I had heard about President-Elect Obama’s plan to take advantage of the momentum from the social networking and technological mediums so popular during his campaign. However, it wasn’t until I received an email from Lending Club asking me to vote for an “idea” proposal competing for the new administration’s ear that I checked the website out.
This particular idea (one of thousands focusing on various issues) centers on social lending as a bottom-up method for loosening up credit for borrowers and providing higher-than-average returns for lenders.
“The credit crunch currently crippling America’s economy is not due to a lack of available funds. It is caused by dysfunctioning credit markets and by the banks having adopted an overly conservative credit policy in the wake of the subprime meltdown. After very permissive lending practices for many years, the pendulum has now swung the other way.
But the money has not disappeared. The money is still there, with roughly $6 trillion currently sitting in deposits, CDs and savings accounts earning interest at 3% and not being lent out by the banks. This is enough money to get small businesses through the credit crisis, offer student loans to everyone who needs it and refinance half of all mortgages in America.
Our idea is simple: unlock these resources, enable the people who have the money to lend it directly to creditworthy people who need the money through a new (yet tested over the last couple of years) mechanism called social lending: people lending money to each other at fair interest rates. With this aim in mind, we have created Uncrunch America (www.uncrunch.org), to give us a chance to help each other out.
Several companies have already joined us in putting together the banking infrastructure necessary to make it happen (credit reporting, authentication, funds transfer, bank account verification, regulatory framework including lending licenses and SEC clearance, etc.) and have already committed to lend $1MM through Uncrunch America.
Our initial goal is to get 1 million people to participate (a small fraction of those watching the inauguration speech!) and our hope is that the US Government will help by matching funds lent by individuals through Uncrunch America.
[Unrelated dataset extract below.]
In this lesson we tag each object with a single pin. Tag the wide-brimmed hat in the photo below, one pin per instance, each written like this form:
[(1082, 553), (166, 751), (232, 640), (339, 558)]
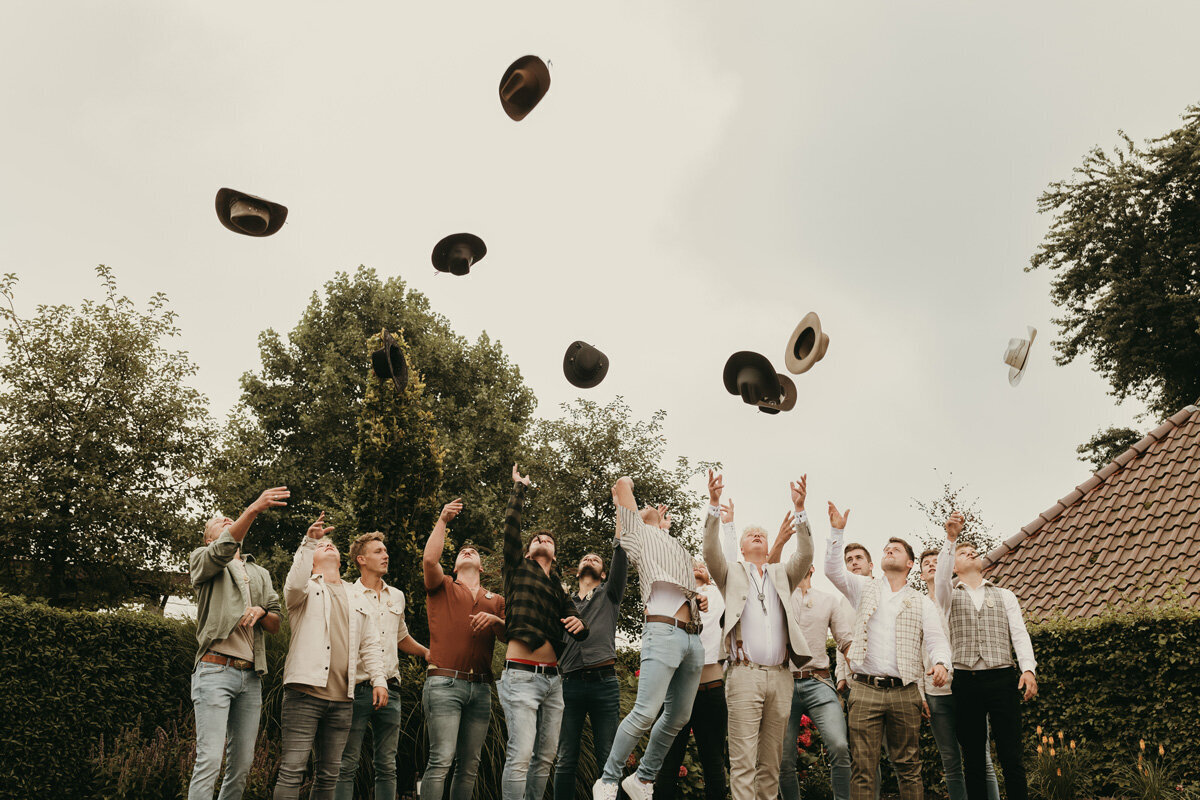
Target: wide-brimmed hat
[(807, 344), (786, 401), (583, 365), (389, 362), (1017, 355), (442, 260), (249, 215), (525, 83), (751, 376)]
We believe this is a more efficient way to use the bailout funds because this directly encourages lending, and will help restart the credit markets — from the bottom up.”
Full disclosure: I recently applied for a loan through Lending Club, a social lending website. I was initially reluctant, but I was forwarded through Lending Tree and I did a lot of research before applying for a loan. It works like this; as a borrower, you need to meet a few requirements.
- You must be a US citizen.
- You need a FICO score above 660.
- Your debt to income ratio must not exceed 25% (excluding a mortgage).
- You must be a “responsible” borrower, which means: 1 year of credit history, with no current delinquencies, recent bankruptcies (7 years), open tax liens, charge-offs or collections account in the past 12 months, no more than 10 inquiries on your credit report in the last 6 months, a revolving credit utilization of less than 100%, and more than 3 accounts in your credit report, of which more than 2 are currently open.
These requirements reduce the risk for the lenders. There are also requirements for lenders, but as I am not lending, I did not look into them in detail. I can tell you this, however. It’s a win-win for both parties: lenders receive a higher return than they would from a CD or savings account, and borrowers can often secure a loan with a lower interest rate than other options available to them.
In my case, I have applied for a $14,00o loan at 12%. I filled out a long application and identified the purpose of my loan as consolidation. I was approved and my loan is currently 21% funded, with 9 days to go (borrowers are given 2 weeks for lenders to fund their loans).
Personally, I am thrilled that social lending is taking off. Most certainly because it benefits me, but I also know that it will help others who are struggling with their mortgages, college loans and high-rate credit card balances.